The idea is to implement a different implementation strategy that does not apply a generic rule to `Vec<T>` (for any serializable `T`), and 
asks the developer to switch between these two strategies. There are a few problems with this approach:
- It requires developers to modify the layers and layers of abstractions. If a developer uses four crates---A, B, C, 
D---A depends on B, B depends on C, C depends on D, and D uses `Vec<u8>`, the developer needs to go all the way down to 
D to change the definitions of its data structures. This can cause compatibility issues with the rest of the system. 
- It is very difficult to be comprehensive because `Vec<u8>` is extremely common in Rust data structures, and a developer 
would need to do a few passes of the code in order to clean this issue.
- If it requires significant patching, it would be very difficult to sync the code with their original repositories. 
This not only increases maintenance overhead, but in practice often leads to security issues.

People's hope for this problem rests on [specialization](https://rust-lang.github.io/rfcs/1210-impl-specialization.html),
but there are limited chances that this can become stable any time soon. Use nightly for production environment is heavily
discouraged, and would not be suitable for RISC Zero's zkVM because it is in the process of becoming part of Rust.

## Our solution

Prior discussion shows that a bottom-up approach can be disastrous. This repository suggests a top-down approach, or in 
other words, we do not require any modification to the existing data structures implemented in Rust, but instead, we 
present a serializer that converts RISC Zero input into `Vec<u32>`, with the corresponding deserialization.

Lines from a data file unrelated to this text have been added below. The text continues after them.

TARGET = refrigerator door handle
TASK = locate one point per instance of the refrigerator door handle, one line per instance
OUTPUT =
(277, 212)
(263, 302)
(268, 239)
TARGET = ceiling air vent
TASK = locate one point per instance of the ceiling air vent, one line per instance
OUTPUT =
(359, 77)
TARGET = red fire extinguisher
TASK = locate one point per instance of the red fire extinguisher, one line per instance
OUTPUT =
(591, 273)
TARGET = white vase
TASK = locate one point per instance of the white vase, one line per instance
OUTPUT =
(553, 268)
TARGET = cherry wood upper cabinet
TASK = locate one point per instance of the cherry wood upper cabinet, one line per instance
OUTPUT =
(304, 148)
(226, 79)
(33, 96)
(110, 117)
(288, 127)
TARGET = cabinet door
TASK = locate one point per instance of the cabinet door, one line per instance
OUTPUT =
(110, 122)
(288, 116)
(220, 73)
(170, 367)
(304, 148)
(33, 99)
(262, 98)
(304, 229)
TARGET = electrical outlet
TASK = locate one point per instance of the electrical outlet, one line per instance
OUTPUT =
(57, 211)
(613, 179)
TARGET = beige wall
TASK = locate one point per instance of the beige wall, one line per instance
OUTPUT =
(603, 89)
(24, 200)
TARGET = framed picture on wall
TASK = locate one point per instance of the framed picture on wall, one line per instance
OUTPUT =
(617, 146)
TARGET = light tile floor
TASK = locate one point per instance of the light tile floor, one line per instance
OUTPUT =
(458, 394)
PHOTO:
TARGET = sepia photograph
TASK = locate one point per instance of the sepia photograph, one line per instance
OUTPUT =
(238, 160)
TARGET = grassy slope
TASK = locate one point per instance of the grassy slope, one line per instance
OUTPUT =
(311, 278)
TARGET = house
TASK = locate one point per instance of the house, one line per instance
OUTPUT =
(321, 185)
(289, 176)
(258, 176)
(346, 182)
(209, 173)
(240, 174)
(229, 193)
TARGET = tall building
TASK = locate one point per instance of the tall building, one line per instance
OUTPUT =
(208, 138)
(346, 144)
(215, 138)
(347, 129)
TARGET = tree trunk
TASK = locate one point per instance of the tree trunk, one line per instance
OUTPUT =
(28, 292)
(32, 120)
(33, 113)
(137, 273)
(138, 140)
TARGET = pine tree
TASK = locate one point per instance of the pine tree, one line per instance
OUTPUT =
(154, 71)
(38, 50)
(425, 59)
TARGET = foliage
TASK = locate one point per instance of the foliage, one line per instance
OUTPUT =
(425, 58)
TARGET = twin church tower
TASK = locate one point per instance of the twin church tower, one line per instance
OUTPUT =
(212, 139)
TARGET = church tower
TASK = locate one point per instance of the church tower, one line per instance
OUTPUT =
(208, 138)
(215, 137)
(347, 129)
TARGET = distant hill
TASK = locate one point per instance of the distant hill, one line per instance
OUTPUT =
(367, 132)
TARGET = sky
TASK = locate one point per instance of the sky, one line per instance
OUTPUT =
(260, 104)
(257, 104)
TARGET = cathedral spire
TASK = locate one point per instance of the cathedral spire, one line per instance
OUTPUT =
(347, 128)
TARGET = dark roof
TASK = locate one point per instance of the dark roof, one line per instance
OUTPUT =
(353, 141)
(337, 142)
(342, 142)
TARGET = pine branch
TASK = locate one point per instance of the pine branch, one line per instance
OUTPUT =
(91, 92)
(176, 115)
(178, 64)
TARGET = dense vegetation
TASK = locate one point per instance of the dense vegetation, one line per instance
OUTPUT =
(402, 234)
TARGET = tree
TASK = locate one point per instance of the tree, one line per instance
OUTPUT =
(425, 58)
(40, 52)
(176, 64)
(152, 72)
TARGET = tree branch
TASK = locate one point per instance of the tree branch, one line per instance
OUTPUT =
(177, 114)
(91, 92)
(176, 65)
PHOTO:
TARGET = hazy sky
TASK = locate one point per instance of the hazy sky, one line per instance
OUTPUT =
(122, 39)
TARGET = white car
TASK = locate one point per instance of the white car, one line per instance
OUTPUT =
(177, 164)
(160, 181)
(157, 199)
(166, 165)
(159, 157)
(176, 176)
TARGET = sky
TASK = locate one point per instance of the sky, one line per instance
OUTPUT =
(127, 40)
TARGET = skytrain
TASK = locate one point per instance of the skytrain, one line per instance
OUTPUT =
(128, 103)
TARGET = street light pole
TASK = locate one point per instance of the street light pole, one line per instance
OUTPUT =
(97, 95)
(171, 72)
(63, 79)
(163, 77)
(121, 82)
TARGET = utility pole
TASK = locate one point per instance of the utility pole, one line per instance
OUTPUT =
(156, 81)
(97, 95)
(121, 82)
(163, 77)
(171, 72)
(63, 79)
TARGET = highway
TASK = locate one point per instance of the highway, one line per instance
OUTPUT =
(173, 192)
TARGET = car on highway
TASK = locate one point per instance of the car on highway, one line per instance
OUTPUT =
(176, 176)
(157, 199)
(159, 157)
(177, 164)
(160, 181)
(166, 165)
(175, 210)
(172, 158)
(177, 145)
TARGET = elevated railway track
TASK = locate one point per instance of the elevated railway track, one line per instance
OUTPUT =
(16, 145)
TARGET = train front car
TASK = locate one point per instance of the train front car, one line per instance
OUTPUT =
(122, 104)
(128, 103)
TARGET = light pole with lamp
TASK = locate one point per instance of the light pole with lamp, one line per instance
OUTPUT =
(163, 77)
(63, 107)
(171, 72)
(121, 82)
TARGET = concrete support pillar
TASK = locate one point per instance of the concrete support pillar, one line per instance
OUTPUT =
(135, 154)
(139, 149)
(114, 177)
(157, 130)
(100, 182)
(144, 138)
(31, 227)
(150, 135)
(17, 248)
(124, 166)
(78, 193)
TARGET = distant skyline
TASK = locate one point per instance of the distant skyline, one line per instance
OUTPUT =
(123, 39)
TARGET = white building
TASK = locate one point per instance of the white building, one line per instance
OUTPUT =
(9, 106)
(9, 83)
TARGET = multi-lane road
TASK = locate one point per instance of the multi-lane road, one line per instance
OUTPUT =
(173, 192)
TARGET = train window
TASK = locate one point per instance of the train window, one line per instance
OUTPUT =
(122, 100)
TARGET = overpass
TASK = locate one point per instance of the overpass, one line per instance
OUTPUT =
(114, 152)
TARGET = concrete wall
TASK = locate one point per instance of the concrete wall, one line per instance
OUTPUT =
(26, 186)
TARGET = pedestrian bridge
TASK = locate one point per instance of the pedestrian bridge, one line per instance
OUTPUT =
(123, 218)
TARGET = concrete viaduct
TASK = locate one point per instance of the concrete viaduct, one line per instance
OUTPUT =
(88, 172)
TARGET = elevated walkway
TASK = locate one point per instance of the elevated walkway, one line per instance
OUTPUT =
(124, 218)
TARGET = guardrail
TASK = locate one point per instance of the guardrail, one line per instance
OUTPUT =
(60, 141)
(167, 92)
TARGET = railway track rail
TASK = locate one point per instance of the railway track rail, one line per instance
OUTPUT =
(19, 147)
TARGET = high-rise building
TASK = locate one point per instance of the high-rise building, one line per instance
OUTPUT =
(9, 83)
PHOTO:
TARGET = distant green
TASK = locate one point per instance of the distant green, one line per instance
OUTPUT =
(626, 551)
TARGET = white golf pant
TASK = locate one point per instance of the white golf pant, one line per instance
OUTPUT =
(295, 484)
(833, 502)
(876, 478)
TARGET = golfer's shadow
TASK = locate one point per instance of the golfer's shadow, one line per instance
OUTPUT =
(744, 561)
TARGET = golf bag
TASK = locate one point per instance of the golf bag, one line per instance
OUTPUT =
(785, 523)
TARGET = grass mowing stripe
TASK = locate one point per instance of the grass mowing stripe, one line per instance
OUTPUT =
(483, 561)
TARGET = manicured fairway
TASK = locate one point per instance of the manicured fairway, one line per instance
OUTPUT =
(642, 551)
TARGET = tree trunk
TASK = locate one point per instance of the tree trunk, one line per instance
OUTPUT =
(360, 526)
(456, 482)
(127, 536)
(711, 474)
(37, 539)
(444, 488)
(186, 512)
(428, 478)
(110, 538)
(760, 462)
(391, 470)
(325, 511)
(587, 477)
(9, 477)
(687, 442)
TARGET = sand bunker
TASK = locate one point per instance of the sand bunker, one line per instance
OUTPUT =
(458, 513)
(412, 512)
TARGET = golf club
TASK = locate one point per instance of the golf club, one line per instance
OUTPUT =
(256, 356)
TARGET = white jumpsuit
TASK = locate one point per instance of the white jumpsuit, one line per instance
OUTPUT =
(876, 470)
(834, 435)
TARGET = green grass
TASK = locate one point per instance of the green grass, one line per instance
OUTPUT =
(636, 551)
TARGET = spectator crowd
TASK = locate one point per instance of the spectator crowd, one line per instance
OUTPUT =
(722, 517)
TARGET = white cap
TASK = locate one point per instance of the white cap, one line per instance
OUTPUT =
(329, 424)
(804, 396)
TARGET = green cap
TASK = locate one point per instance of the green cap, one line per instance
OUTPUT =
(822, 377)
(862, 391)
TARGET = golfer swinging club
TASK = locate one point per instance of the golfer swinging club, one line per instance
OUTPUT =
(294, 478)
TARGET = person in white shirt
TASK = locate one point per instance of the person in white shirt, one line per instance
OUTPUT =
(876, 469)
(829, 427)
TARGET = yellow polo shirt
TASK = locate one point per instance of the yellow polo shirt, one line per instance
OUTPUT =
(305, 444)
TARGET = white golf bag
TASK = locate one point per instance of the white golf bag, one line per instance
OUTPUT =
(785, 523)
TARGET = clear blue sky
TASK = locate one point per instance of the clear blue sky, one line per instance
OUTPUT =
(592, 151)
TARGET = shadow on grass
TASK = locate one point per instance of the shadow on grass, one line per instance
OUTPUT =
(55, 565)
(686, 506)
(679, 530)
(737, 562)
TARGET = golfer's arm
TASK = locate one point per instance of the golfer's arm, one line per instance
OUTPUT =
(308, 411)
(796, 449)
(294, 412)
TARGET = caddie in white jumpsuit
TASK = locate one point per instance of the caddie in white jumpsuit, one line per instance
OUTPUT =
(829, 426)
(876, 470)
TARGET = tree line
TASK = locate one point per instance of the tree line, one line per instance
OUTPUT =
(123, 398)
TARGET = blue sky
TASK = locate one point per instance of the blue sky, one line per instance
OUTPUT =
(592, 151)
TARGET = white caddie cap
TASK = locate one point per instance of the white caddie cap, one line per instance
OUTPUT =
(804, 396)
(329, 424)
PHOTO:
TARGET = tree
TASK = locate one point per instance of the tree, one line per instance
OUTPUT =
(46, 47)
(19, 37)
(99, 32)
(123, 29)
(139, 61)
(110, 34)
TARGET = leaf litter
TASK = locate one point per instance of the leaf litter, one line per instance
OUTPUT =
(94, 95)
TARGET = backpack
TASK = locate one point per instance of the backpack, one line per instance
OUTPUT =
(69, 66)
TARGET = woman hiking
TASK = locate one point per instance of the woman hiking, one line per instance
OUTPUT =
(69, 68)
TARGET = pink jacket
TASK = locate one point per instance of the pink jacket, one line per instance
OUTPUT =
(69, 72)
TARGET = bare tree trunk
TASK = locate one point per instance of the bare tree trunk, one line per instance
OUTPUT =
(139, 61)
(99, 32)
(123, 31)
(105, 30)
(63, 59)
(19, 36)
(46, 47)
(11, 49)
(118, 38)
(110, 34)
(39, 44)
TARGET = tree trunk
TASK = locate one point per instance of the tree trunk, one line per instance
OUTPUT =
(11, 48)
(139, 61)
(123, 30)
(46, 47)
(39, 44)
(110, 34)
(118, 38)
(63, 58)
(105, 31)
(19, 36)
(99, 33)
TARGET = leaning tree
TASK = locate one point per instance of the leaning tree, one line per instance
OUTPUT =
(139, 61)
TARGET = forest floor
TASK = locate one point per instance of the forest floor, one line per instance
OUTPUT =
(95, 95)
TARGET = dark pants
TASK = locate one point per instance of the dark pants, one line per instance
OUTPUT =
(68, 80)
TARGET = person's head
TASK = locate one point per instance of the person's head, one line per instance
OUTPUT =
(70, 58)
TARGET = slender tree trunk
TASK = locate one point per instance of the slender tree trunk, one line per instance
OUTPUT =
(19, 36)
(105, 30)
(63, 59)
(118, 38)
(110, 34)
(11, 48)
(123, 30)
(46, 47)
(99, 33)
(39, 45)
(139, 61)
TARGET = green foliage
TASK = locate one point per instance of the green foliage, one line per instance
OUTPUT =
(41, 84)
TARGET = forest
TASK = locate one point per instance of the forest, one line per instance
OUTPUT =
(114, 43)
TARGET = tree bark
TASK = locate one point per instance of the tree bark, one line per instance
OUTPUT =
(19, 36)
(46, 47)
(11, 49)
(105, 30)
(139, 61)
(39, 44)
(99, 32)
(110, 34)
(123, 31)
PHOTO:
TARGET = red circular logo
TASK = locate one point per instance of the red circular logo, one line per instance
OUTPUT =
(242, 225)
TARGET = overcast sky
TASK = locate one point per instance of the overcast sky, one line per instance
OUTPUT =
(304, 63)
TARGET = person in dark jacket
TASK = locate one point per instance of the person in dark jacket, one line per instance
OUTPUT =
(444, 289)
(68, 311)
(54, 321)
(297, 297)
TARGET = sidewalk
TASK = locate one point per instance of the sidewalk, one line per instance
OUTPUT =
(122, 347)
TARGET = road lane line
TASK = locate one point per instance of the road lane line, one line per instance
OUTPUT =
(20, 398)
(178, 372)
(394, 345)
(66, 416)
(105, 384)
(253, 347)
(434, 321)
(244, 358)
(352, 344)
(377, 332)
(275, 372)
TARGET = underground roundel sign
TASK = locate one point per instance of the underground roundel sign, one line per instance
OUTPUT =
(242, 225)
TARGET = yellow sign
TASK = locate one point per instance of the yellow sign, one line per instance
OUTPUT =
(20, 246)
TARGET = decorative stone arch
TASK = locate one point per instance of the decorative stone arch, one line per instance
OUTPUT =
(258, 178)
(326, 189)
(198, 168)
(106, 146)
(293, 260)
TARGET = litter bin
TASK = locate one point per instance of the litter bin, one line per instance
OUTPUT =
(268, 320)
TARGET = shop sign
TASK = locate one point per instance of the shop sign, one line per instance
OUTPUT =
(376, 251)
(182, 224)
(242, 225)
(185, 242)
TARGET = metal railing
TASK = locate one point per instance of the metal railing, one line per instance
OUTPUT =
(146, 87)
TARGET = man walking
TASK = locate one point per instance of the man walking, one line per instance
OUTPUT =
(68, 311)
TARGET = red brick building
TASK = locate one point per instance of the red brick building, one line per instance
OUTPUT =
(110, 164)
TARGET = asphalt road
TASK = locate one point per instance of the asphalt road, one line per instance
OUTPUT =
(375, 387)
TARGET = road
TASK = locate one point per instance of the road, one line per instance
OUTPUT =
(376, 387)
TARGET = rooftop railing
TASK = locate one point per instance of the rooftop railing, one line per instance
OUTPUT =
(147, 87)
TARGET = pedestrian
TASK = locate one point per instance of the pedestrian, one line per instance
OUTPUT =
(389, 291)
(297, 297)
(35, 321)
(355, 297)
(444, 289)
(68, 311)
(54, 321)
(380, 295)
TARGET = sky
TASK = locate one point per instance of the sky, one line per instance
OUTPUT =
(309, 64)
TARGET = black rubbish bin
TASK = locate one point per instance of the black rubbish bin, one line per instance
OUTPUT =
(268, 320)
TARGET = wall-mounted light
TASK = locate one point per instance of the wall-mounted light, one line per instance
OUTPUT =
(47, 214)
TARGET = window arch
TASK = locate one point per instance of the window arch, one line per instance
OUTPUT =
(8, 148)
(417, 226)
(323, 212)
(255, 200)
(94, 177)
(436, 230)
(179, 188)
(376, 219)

The idea is to have a side buffer, which we call `ByteBuffer`, managed by `ByteHandler`. When it observes several 
continuous u8 being serialized, it tries to put them together rather than having each of them occupying a word.

The byte buffer consists of four bytes. So when there are four bytes in the buffer, a word would be produced, and the 
buffer would be emptied. When something other than a byte is being serialized, the byte handler would immediately emit 
a word and clean up the buffer.

Detail of the implementation can be found in the codebase. Below we summarize the main changes in the code.

### Serialization

The old code for `serialize_u8` and `serialize_u32` are good examples to compare the code before and after, 
other than the code for the new finite-state automata.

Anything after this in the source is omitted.